Réplique du plaignant
Le plaignant,
monsieur Richard Saindon, informait le Conseil qu’il n’avait pas d’autres
commentaires à apporter dans ce dossier.
Analyse
Les médias et les journalistes doivent éviter non seulement les conflits d’intérêts, mais toute situation risquant de les faire paraître en de tels conflits, et partant, de compromettre leur crédibilité d’informateurs publics et l’intégrité de l’information qu’ils rapportent. De façon générale, une personne est en conflit d’intérêts ou en apparence de conflit d’intérêts lorsqu’elle se retrouve dans une situation telle, que son impartialité puisse être mise en doute. Les journalistes ne doivent pas couvrir, par conséquent, les événements dans lesquels ils sont impliqués ou dans lesquels ils semblent avoir partie liée.
Les entreprises de presse ont, pour leur part, la responsabilité de veiller à ce que les journalistes ne se retrouvent pas, de par leurs affectations, en situation de conflit d’intérêts ou d’apparence de conflit d’intérêts.
Dans le cas présent, le Conseil blâme le journaliste pour s’être placé dans une situation de conflit d’intérêts en faisant la couverture des audiences du CRTC relatives à la demande de permis de radiodiffusion de la Radio Communautaire du comté, alors qu’il était l’un des trois représentants de cette radio à présenter le dossier devant le CRTC lors desdites audiences.

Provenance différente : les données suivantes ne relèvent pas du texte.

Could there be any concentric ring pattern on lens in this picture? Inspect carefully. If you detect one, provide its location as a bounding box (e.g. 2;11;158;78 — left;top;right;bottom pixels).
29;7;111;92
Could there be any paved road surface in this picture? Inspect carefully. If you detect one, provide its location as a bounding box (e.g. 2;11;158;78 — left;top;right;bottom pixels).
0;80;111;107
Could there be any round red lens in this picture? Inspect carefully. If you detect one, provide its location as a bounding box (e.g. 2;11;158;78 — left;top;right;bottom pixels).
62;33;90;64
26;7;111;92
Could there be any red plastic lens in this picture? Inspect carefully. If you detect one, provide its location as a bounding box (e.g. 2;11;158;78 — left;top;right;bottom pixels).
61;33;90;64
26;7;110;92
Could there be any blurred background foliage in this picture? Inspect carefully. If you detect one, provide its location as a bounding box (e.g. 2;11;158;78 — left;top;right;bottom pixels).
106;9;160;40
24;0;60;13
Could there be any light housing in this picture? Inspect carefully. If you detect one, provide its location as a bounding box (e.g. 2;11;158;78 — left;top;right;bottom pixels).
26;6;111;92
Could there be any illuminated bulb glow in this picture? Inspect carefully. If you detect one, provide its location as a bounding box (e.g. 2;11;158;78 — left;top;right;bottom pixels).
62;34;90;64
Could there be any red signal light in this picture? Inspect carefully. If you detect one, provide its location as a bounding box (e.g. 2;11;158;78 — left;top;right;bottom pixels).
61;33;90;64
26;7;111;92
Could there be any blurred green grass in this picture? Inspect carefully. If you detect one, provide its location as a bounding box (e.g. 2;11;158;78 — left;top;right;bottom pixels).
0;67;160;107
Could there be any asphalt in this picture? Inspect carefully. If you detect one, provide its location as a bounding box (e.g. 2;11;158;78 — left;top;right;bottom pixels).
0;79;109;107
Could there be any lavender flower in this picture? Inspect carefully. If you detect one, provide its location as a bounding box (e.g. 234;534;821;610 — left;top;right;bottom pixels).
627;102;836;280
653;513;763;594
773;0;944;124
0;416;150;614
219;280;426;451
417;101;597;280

Le Conseil blâme également la direction du journal pour avoir affecté le journaliste Réal-Jean Couture à la couverture de ce dossier, d’autant plus qu’elle connaissait à l’avance les liens existant entre le journaliste et le dossier en question.
Quoique le Conseil soit sensible aux contraintes auxquelles certaines entreprises de presse régionales font face en matière d’effectifs, il considère néanmoins que les médias doivent veiller à éviter, dans leurs affectations, toute situation de conflit d’intérêts ou d’apparence de tels conflits, ainsi que toute situation susceptible de compromettre l’intégrité de diffusée ou publiée.